Gerade wenn die autonomen Flotten der Zukunft voll elektrisch sind, wovon Müller überzeugt ist und was nach seiner Einschätzung etwa 2030 der Fall sein wird, wird diese Planung komplexer: "Smart Maintenance wird dann ein großes Thema." Schließlich müssen die Fahrzeuge regelmäßig geladen und auch mal gewartet werden. Solche Simulationen für die Zukunft laufen schon heute auf den Daimler-Servern.

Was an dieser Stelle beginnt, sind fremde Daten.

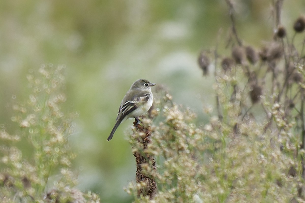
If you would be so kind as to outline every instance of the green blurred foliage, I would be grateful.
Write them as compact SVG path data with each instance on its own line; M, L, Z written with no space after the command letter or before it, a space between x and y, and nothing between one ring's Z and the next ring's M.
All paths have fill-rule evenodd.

Wie schnell das alles am Ende geht? "Das kann wohl heute noch keiner sagen." Auch das Ende des Modells des Autobesitzes sieht Müller nicht. Im Unternehmen werde eher diskutiert, inwiefern das autonome Auto der Zukunft nicht das erweiterte Wohnzimmer sei – "und das mag man eventuell nicht mit anderen teilen". Zukunftsforscher des Konzerns sagten ein Nebeneinanderher beider Konzepte voraus: Transport als Service sowie eigenes Auto. Und auch auf den Verbrennungsmotor will Müller noch keinen Abgesang anstimmen. Schließlich gebe es bereits seit einigen Jahren Elektrofahrzeuge, doch diese seien von den Kunden wenig nachgefragt. Investitionen anderer Hersteller hatten sich in der Tat als Pleite herausgestellt. Daimler plane dennoch, bis 2020 in jedem Segment ein Elektrofahrzeug anzubieten – "wenn wir nicht glauben würden, dass das die Zukunft ist, wäre das ökonomisch unsinnig". Doch so schnell, wie die amerikanischen Forscher annehmen, werde es sicher nicht gehen.
Genau das, entgegnet Seba, sei aber doch das Wesen der Disruption: dass sie von den zentralen Playern unterschätzt wird. Was am Ende das richtige Timing war, wird die Geschichte zeigen.